Al fine della configurabilità del reato è inoltre richiesto che le condotte siano reiterate nel tempo e lo stesso organo giudicante ha ribadito che integrano il delitto di cui si parla anche due sole condotte di minacce, molestie o lesioni, pur se commesse in un breve arco di tempo idonee a costituire la reiterazione richiesta dalla norma in esame, non essendo invece necessario che gli atti persecutori si manifestino in una prolungata sequenza temporale (sent. n. 11450 del 14 marzo 2019).

Occorre ribadire poi che se l'esecuzione di tali comportamenti avviene in presenza di figli, spesso usati dal persecutore come mezzo per ossessionare ancora di più l'ex partner minacciandola di toglierli o rapirli, si è in presenza del reato di stalking commesso con l'aggravante che conseguentemente determina un aumento di pena.

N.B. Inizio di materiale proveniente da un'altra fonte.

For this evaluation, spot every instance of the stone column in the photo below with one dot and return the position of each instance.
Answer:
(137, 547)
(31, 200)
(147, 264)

Dal punto di vista della tutela che spetta alla vittima, qualora dovesse subire detti comportamenti vessatori, preme evidenziare che si può presentare una querela nel termine di sei mesi o fare un esposto al Questore affinché questi ammonica oralmente lo stalker e, se dopo l'ammonimento il persecutore continua a perseguitare la vittima, si procederà d'ufficio con una pena aggravata almeno di un terzo. In certi casi lo stalker subisce la conseguenza di essere pure allontanato dai propri figli perché può causare loro dei rischi, talvolta anche molto gravi, che non possono assolutamente farsi passare inosservati, anche se ciò viene ad incidere sul principio della bigenitorialità.

Dell’ammonimento viene redatto processo verbale di cui una copia viene rilasciata al richiedente l’ammonimento e una all’ammonito. L’ammonimento può essere incluso tra le misure di prevenzione, in quanto attraverso questa procedura l’istante espone i "fatti", che saranno oggetto della valutazione del Questore in merito alla fondatezza dell’istanza.

Al riguardo, infatti, il Questore forma il proprio convincimento sulla sussistenza della pericolosità sociale del presunto stalker mediante l'esame dei fatti narrati dalla presunta vittima, le controdeduzioni dell'ammonendo, le informazioni degli organi investigativi, e le dichiarazioni rese dalle persone informate sui fatti.

Se si tratta, infine, di condotte che prevedono la reiterazione, il soggetto può essere diffidato e può pure scattare una misura cautelare coercitiva come il divieto di avvicinamento a determinati luoghi o l'obbligo di mantenere una certa distanza dai luoghi frequentati dalla vittima, dai suoi familiari o persone a lei legate da relazione affettiva.

In conclusione è possibile dunque affermare che lo scopo della norma è quello di sanzionare determinati episodi di minacce o molestie reiterate, prima che queste possano degenerare in condotte ancora più gravi ed allora non bisogna sottovalutare un comportamento insistente del proprio ex ed omettere la denuncia agli organi all'uopo competenti, dal momento che il silenzio rischia di mettere a repentaglio la vita propria e di chi ci sta accanto.